The ConnecTour team met Richard and Carole recently when we were hosted by them in their home.

Instead of cars, the family relies heavily on Richard’s garage full of eclectic bicycles. Those two- and three-wheeled machines range from fairly conventional all-purpose bikes to tricycle recumbents, and a variety of Frankenbikes, with frames stretched into freakish designs.

(It was on one such “tall bike” that Richard took a tumble three years ago and broke his pelvis, an injury that required surgery.)

“Carole has told me not to ride a tall bike again,” he says with a chuckle.

Other bicycles in the collection include cargo bikes, a “hammer head,” chopper bikes – with unnaturally long front forks that look like the motorcycles of the same design – and one of his prized possessions, an authentic rickshaw that came back with the family from India after Carole returned from a diplomatic mission she served there.

Click here to downloadCarole works for Immigration Canada and has had several overseas assignments, including Australia, New Zealand, Fiji, the Cook Islands and Cuba.

Out of all his bikes, Richard seems to favour the custom-made three-wheel recumbent, which can be expanded into a tandem to accommodate two riders.
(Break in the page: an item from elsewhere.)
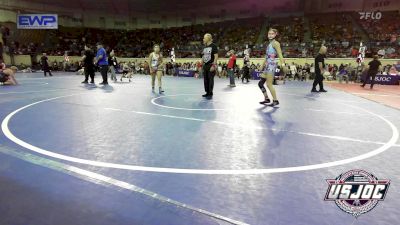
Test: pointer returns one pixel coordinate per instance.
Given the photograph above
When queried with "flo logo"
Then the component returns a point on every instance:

Briggs has gotten innovative with this machine, adding bars to carry a canoe or even lumber.

He also attaches a homemade four-by-eight-foot trailer to it, and has towed a Hammond organ through a parade.

It might not surprise you to learn that Richard is a passionate environmentalist. He has run as a candidate for the Green Party twice: federally in 1997 and provincially in 1999. Both attempts at public office were unsuccessful.

But, with a degree in electrical engineering, he’s also a confirmed electronics nerd. He fits many of his bikes with hub-based generators, flashing headlights and tail lights. His day job is with Red Hat, a large multinational, open-source software company.

Briggs is undeterred by Ottawa’s winters. He said he learned he could ride on snow after a trip to Australia in 1993, where he got a job rounding up sheep riding through sandy terrain on a motorcycle.

“In Canada, I found I had a transferrable skill,” he says. “If I could ride in Australia, I could ride in snow.”

Riding with Briggs is an unforgettable – and at times, unnerving – experience. He often allows his trike to drift out in the traffic lane, almost daring cars to run him down. Remarkably, they always see him and give him the space he demands.

His choices are out of the Canadian norm – and I have to say that as much as I admire his choices, I’m not sold on a car-free future. But if nothing else, the Briggs/Sauve family has shown what can be done with a little determination.